Educators can access, at no charge, more than 100 downloadable activities and resources on the website: www.census.gov/schools. The activities on the website are searchable by grade, school subject, topic, and education standard.
2. Experts from the U.S. Census Bureau contributed to the program.
The Census Bureau, which launched SIS, is the primary source of economic and demographic data for the United States. Census Bureau statistical experts were involved in the creation of the program activities, making SIS uniquely qualified to support statistics education.
3. The program promotes cross-curricular education.
SIS uses a broad array of Census Bureau data to provide activities and resources for courses in English, geography, history and social studies, mathematics and statistics, and sociology.
4. SIS offers a number of resources and tools, including:
- News articles
- Infographics and data visualizations
- Data tools that reveal population statistics by sex, age, ethnicity, and race
5. SIS activities were developed by teachers for teachers.
Educators and subject matter experts from across the country created and reviewed the activities to make sure they are useful.
6. SIS activities can supplement your curriculum.
The activities and resources are designed to support, not replace, existing lesson plans.
7. The program helps teach students the crucial skills they need to thrive in an increasingly data-driven world.
Recent research from the Bureau of Labor Statistics shows that the number of jobs related to statistics is expected to increase by more than 30 percent between 2014 and 2024.
8. SIS reaches students by using technology to teach statistics.
SIS includes a number of tools that students can use to access data such as State Facts for Students, which allows students to discover information about their state; QuickFacts, an application that displays tables, maps, and charts of frequently requested statistics; and Census Business Builder, an easy way to access and use key demographic and economic data.
9. The program can be extended or modified easily.
Not all students have the same skill levels or interests, or learn in the same way. Therefore, SIS gives educators ways to modify activities to meet the unique needs of every classroom. For example, some activities can be tailored using local data.
10. SIS matches activities with relevant education standards and guidelines. These include the following, organized by subject:
English, History and Social Studies
- Common Core State Standards for English Language Arts & Literacy in History/Social Studies, Science, and Technical Subjects
- UCLA National Standards for History
Mathematics and Statistics
- American Statistical Association's Guidelines for Assessment and Instruction in Statistics Education
- Common Core State Standards for Mathematics
- Common Core State Standards for Mathematical Practice
- National Council of Teachers of Mathematics' Principles and Standards for School Mathematics
Educate your students about the value and everyday use of statistics. The Statistics in Schools program provides resources for teaching and learning with real life data. Explore the Census site for standards-aligned, classroom-ready activities.
The GeoCivics Project
The GeoCivics project provides state-based resources to develop skills and knowledge helpful for discussing the apportionment and redistricting process.

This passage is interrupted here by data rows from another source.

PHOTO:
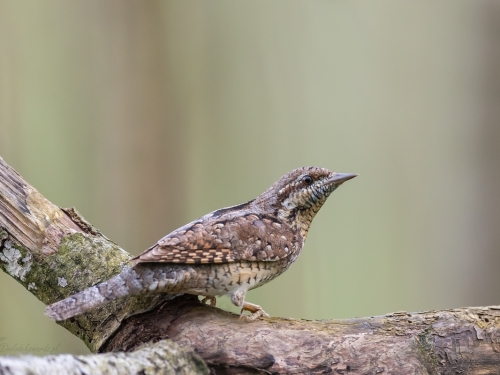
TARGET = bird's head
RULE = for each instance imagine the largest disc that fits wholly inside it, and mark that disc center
(297, 196)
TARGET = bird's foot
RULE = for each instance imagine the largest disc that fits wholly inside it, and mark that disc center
(212, 300)
(255, 310)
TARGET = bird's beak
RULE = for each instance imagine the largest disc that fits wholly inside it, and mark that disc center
(340, 178)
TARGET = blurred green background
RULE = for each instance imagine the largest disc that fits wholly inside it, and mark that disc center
(146, 115)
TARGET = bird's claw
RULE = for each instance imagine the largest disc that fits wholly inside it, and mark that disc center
(213, 301)
(255, 315)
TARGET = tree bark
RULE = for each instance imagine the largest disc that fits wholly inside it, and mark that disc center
(55, 253)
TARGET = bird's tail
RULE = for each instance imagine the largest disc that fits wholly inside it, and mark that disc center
(124, 284)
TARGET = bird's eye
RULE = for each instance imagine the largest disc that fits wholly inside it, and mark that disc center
(308, 180)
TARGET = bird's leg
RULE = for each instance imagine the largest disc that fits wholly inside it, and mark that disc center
(238, 299)
(212, 300)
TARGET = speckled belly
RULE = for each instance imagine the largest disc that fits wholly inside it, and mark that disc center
(212, 279)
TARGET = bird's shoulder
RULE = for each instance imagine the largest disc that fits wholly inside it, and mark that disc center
(226, 235)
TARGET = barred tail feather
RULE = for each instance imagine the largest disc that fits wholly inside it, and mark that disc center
(123, 284)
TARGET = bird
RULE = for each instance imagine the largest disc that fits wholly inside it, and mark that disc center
(226, 252)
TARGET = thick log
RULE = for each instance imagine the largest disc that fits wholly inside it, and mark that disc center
(54, 253)
(459, 341)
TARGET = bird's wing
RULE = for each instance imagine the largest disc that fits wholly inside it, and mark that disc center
(247, 237)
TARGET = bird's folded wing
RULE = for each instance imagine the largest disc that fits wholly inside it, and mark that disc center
(248, 237)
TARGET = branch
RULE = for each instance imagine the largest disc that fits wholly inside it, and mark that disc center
(55, 253)
(161, 358)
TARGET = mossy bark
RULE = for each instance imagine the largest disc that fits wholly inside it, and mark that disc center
(161, 358)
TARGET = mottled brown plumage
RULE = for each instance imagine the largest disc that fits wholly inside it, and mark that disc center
(228, 251)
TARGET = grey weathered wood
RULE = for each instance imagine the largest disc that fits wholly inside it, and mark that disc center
(55, 253)
(160, 358)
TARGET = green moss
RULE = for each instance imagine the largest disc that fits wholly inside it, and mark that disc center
(82, 261)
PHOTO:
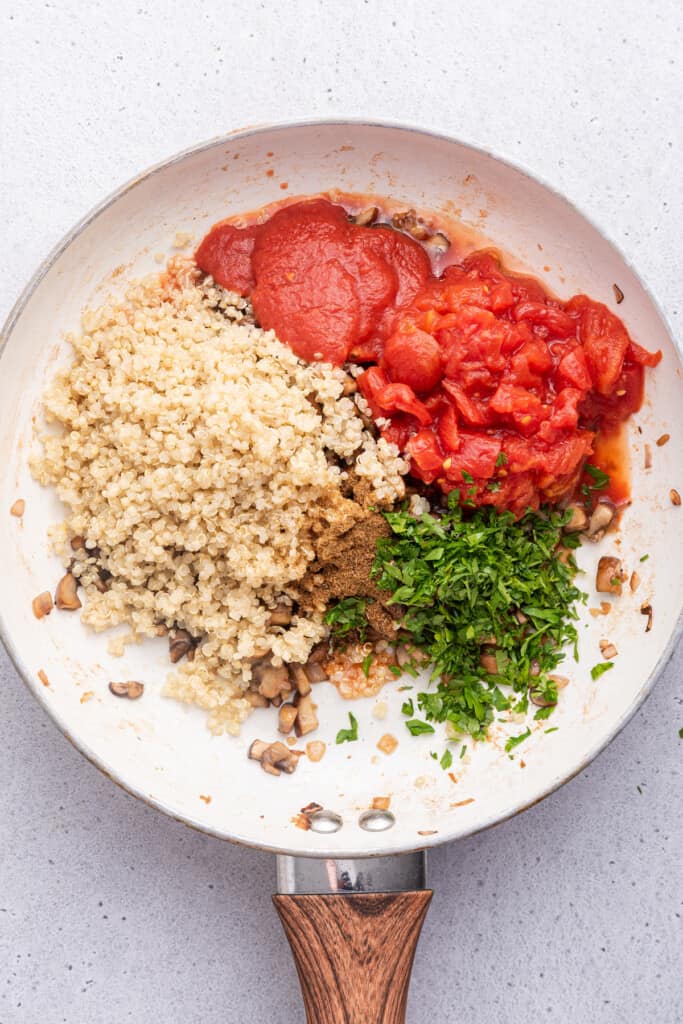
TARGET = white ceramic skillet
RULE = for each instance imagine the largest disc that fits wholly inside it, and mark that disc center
(161, 751)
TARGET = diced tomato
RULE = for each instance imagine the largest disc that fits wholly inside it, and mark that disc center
(573, 369)
(447, 429)
(462, 368)
(471, 411)
(518, 407)
(225, 253)
(530, 363)
(413, 357)
(558, 324)
(639, 354)
(402, 397)
(426, 455)
(604, 339)
(476, 455)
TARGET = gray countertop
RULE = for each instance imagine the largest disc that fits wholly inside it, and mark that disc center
(570, 912)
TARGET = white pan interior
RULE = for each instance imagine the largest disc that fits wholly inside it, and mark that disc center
(162, 751)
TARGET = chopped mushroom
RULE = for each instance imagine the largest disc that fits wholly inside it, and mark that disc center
(607, 649)
(410, 223)
(578, 520)
(610, 576)
(287, 716)
(299, 678)
(601, 518)
(306, 719)
(179, 644)
(66, 596)
(42, 605)
(281, 614)
(315, 672)
(271, 680)
(438, 243)
(366, 217)
(257, 750)
(273, 758)
(256, 699)
(132, 690)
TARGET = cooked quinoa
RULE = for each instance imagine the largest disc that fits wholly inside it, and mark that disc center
(195, 454)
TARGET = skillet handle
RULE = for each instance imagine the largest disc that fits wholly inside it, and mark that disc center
(354, 953)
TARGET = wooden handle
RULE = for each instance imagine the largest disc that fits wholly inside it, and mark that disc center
(354, 953)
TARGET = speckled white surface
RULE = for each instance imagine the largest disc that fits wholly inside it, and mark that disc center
(569, 913)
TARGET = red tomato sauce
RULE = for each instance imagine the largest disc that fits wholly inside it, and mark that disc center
(492, 386)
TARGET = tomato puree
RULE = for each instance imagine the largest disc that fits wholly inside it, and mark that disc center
(492, 387)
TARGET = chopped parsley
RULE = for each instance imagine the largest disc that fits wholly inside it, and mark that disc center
(544, 713)
(463, 580)
(348, 616)
(348, 735)
(516, 740)
(600, 478)
(417, 728)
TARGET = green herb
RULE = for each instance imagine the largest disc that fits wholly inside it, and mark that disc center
(416, 727)
(347, 735)
(600, 479)
(348, 616)
(515, 740)
(462, 578)
(544, 713)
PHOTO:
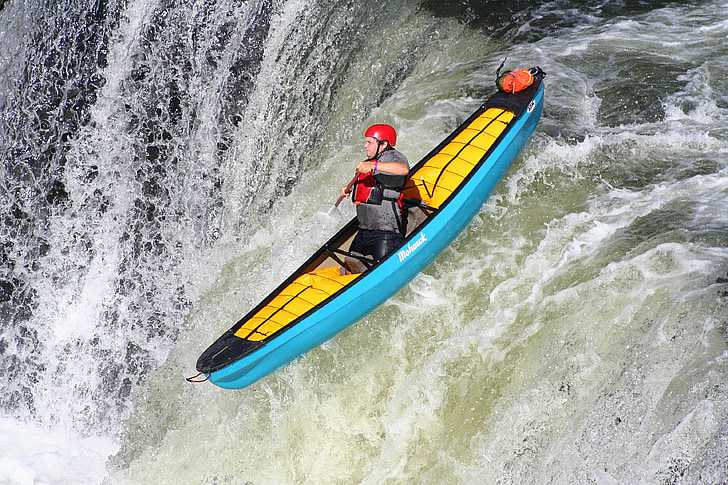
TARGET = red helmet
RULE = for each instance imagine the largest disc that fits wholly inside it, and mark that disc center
(382, 132)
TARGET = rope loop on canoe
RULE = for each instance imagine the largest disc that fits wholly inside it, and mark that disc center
(194, 379)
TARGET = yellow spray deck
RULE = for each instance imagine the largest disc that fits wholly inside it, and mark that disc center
(432, 183)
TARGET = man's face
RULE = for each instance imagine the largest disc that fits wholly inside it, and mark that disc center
(370, 146)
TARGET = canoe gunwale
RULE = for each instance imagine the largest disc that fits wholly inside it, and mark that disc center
(234, 348)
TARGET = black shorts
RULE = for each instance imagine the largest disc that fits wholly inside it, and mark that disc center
(375, 243)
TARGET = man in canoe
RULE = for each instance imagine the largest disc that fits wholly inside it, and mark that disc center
(377, 194)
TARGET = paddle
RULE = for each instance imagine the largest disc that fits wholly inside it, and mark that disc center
(348, 188)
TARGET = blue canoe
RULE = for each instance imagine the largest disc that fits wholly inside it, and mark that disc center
(444, 191)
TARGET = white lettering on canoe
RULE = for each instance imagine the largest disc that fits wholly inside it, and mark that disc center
(411, 247)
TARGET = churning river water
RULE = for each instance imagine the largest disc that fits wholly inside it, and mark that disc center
(166, 163)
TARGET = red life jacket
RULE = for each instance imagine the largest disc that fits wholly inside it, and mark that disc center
(369, 188)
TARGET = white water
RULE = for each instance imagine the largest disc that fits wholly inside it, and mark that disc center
(574, 333)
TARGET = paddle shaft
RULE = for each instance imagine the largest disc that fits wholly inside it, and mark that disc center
(348, 188)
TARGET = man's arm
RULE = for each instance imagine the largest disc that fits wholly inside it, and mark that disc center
(391, 168)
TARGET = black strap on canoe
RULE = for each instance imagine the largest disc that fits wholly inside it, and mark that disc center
(334, 251)
(497, 72)
(194, 379)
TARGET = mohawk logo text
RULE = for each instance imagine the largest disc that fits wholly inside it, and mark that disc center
(404, 253)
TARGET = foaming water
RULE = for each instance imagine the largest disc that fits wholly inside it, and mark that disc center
(575, 332)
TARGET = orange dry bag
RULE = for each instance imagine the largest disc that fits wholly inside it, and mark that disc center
(515, 81)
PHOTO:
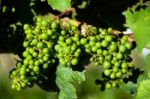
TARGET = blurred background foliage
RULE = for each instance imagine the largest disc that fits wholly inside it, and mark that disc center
(102, 13)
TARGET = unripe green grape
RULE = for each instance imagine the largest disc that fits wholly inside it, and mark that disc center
(74, 61)
(122, 48)
(99, 51)
(45, 66)
(29, 57)
(44, 23)
(128, 45)
(124, 65)
(25, 44)
(98, 44)
(68, 41)
(115, 69)
(25, 53)
(26, 26)
(94, 48)
(96, 63)
(124, 70)
(83, 41)
(105, 53)
(45, 50)
(49, 45)
(29, 36)
(112, 47)
(31, 62)
(37, 63)
(119, 56)
(44, 36)
(36, 69)
(107, 72)
(104, 43)
(92, 38)
(40, 45)
(34, 54)
(119, 74)
(73, 47)
(109, 38)
(50, 32)
(45, 58)
(125, 38)
(54, 25)
(114, 84)
(63, 32)
(108, 85)
(34, 41)
(31, 50)
(37, 31)
(112, 75)
(106, 64)
(92, 43)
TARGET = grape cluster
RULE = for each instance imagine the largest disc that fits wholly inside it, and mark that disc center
(49, 43)
(112, 53)
(68, 46)
(38, 54)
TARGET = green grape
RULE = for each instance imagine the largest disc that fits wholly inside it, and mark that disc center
(40, 44)
(68, 41)
(25, 44)
(83, 41)
(107, 72)
(106, 64)
(63, 32)
(98, 44)
(119, 74)
(44, 36)
(119, 56)
(34, 41)
(122, 48)
(74, 61)
(54, 25)
(108, 85)
(26, 26)
(50, 32)
(109, 38)
(124, 65)
(99, 51)
(112, 75)
(36, 69)
(128, 45)
(104, 43)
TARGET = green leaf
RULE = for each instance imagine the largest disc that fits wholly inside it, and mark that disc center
(65, 77)
(143, 90)
(139, 23)
(129, 87)
(60, 5)
(148, 64)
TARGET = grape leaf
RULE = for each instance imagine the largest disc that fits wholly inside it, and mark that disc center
(129, 87)
(139, 23)
(65, 77)
(143, 90)
(148, 64)
(60, 5)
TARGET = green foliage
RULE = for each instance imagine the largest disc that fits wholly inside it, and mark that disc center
(65, 79)
(139, 23)
(143, 90)
(148, 64)
(60, 5)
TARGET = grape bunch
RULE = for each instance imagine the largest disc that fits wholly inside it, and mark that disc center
(112, 52)
(50, 42)
(68, 46)
(38, 55)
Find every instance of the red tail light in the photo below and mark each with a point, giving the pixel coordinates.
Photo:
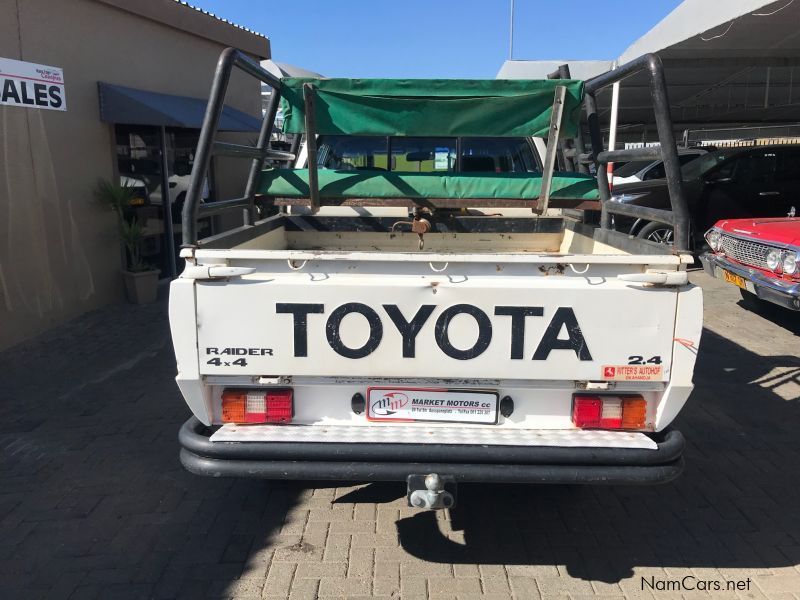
(257, 406)
(609, 412)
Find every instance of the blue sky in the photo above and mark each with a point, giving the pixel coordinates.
(438, 38)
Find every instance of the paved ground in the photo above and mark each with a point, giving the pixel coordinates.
(93, 502)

These resources prepare and support students, teachers, and community members with education materials and geospatial data, leading them to engage in conversation about the apportionment and redistricting process. Paying attention to where lines are drawn, by whom, and under what circumstances affects how people are governed.
Everyone in the community should be equipped to ask questions of the cartographers and of the people instructing the cartographers.
This project also provides resources to support educators in teaching about the 2020 Census.